We included case reports and case series of VBDS secondary only to DILI. We extracted demographic, clinical, laboratory, treatment, and exposure data from each case report and categorized cases by outcome, good versus poor. We defined poor outcomes as cases with severe long-term complications or death. We analyzed risk factors for poor outcomes using logistic regression.

RESULTS

We identified a total of 59 eligible cases. Of those, 39 (59%) were female, the median age was 36 (IQR:12-58), and 18 (31%) were pediatric cases (≤18 years). The most common offending drug class was antibiotics, especially beta-lactams. Patients with increased total bilirubin (OR=4.69; 95% CI=1.55-15.49; p = 0.008), increased direct bilirubin (OR=6.50; 95% CI=1.34-48.91; p = 0.034), lower liver synthetic activity (OR=0.11; 95% CI=0.02-0.55; p = 0.013), and older age (OR=3.31; 95% CI=1.15-10.04; p = 0.029) were more likely to develop poor outcomes.

CONCLUSIONS

In patients with VBDS and DILI, antibiotics were the most common offending agents. Higher total and direct bilirubin levels were associated with poor outcomes.

摘要

背景

消失胆管综合征(VBDS)是一种严重的胆汁淤积性肝病,可能是药物性肝损伤(DILI)的并发症。虽然期刊已经发表了关于这种情况的病例报告,但缺乏对这些患者队列的大型研究。

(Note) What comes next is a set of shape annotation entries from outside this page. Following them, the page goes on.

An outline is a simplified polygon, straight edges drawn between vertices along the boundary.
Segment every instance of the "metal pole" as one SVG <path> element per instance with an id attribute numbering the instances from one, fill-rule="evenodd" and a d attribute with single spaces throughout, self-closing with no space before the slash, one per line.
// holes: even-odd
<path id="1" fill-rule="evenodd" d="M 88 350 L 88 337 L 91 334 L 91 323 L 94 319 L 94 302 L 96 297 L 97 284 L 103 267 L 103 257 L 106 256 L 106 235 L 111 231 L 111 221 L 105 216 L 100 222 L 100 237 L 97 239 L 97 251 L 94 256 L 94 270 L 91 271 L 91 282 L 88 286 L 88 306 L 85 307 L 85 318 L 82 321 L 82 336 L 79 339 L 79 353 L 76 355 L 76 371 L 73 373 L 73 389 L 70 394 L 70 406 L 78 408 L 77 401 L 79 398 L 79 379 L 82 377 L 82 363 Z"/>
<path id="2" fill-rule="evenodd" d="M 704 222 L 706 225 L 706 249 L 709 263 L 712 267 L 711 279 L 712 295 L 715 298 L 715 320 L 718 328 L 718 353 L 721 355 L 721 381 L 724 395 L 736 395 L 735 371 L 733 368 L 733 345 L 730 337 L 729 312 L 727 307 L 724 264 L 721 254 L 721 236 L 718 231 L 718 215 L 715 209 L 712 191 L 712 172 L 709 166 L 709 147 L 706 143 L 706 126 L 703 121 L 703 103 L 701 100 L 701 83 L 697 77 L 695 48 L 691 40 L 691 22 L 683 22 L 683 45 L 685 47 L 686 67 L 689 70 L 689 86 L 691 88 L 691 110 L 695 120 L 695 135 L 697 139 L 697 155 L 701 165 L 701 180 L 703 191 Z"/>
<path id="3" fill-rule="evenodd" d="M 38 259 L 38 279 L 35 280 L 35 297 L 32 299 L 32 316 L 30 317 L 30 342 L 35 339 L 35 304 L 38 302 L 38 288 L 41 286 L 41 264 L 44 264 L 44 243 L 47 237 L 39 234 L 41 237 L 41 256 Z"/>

我们旨在汇编已发表的 VBDS 和 DILI 患者的病例报告和病例系列,以描述该疾病的临床和实验室特征,并确定与良好和不良结局相关的因素。

方法

我们纳入了仅由 DILI 引起的 VBDS 的病例报告和病例系列。我们从每个病例报告中提取人口统计学、临床、实验室、治疗和暴露数据,并根据结局(良好与不良)对病例进行分类。我们将严重的长期并发症或死亡定义为不良结局。我们使用逻辑回归分析不良结局的危险因素。

结果

我们共确定了 59 例符合条件的病例。其中,39 例(59%)为女性,中位年龄为 36(IQR:12-58)岁,18 例(31%)为儿科病例(≤18 岁)。最常见的致病药物类别是抗生素,尤其是β-内酰胺类。总胆红素升高(OR=4.69;95%CI=1.55-15.49;p=0.008)、直接胆红素升高(OR=6.50;95%CI=1.34-48.91;p=0.034)、肝脏合成活性降低(OR=0.11;95%CI=0.02-0.55;p=0.013)和年龄较大(OR=3.31;95%CI=1.15-10.04;p=0.029)的患者更有可能出现不良结局。

结论

在 VBDS 和 DILI 患者中,抗生素是最常见的致病药物。较高的总胆红素和直接胆红素水平与不良结局相关。